AWS S3, Storage Gateways and Import/Export
Simple Storage Service (S3)
S3 provides secure, durable and highly scalable object storage. The key features to S3 are,
- Objects are replicated across availability zones for redundancy.
- Files can be between 1Byte to 5TB in size
- Provides unlimited storage
- Files are stored in Buckets, equivalent to a directory
- S3 is a universal namespace. i.e buckets must be uniquely named
- New objects can be read immediately. This is not the same with updates due to propagation. AWS refers to this as,
- Read after write consistency for PUTS for new objects
- Eventual consistency for overwrite PUTS and DELETEs
There are 4 storage Tiers, each offering differing levels of availability and durability, for your data.
- S3 - Data is stored stored across multiple devices in multiple facilities and is designed to sustain the loss of 2 facilities (availability zones). AWS guarantees 99.99% availability from the S3 platform and 99.999999999% durability
- S3 IA (Infrequently Accessed) - Designed for data that is accessed less frequently but requires rapid access when needed. Though this costs less than S3 you are charged a retrieval fee. AWS guarantees 99.99% availability from the S3 platform and 99.999999999% durability.
- Reduced Redundancy Storage - Provides less durability (99.99%). Ideal for non critical data. AWS guarantees 99.99% availability from the S3 platform and 99.99% durability.
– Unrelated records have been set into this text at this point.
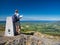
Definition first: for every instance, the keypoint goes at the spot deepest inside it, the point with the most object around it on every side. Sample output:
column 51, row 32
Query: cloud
column 40, row 18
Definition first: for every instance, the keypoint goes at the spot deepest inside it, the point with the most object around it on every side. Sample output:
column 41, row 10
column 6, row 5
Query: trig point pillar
column 13, row 24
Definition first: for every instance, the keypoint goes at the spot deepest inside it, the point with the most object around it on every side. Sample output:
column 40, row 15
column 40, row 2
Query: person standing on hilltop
column 16, row 22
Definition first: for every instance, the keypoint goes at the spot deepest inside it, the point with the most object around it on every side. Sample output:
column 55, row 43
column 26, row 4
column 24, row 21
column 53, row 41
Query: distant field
column 51, row 28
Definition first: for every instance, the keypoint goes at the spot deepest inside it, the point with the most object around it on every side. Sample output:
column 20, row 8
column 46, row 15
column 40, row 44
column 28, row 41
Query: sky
column 31, row 9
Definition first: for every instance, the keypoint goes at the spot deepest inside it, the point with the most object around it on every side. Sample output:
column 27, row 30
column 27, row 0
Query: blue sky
column 31, row 9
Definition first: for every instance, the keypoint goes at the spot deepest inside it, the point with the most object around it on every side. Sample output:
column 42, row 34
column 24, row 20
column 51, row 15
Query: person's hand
column 21, row 16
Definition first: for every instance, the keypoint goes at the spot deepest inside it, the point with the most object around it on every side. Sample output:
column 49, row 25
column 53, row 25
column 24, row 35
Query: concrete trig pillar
column 9, row 29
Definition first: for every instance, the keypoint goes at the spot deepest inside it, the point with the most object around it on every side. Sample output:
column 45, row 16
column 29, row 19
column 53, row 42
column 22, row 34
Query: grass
column 46, row 28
- Glacier - Designed for long term storage and data that is not frequently accessed. Retrieval times range between 3-5 hours.
What do you mean by durable ? This basically translates to the % of objects, on average that will be lost.
In terms of charges. Users are charged based on the storage consumed, requests performed and the bandwidth used.
Versioning provides you with the ability to store versions for each of your objects, in turn offering a great backup mechanism. It is worth mentioning though, once enabled this feature can only be suspended not removed.
Objects are restored within the UI/S3 section via,
- Versions / Show
- Select File line with Delete Marker
- Actions / Delete
Cross Region Replication
Cross Region Replication synchronizes objects from one region to another. This feature relies on version control. Additionally, it is worth mentioning that objects stored after this feature is enabled are replicated.
Lifecycle Rules allow you to manage storage costs by controlling the lifecycle of your objects. You can define when an object should be moved to another storage tier, such as S3 IA, or Glacier. Likewise you can define the life of your object before it is deleted.
This feature can be used in conjunction with versioning, allowing to assign rules to both current and previous versions.
S3 Transfer Acceleration
S3 Transfer Acceleration improves the upload speeds to S3 via the use of CloudFront. This works by your file being uploaded to an Edge Location. Optimization methods are then used to send your data from the Edge Location back to the origin.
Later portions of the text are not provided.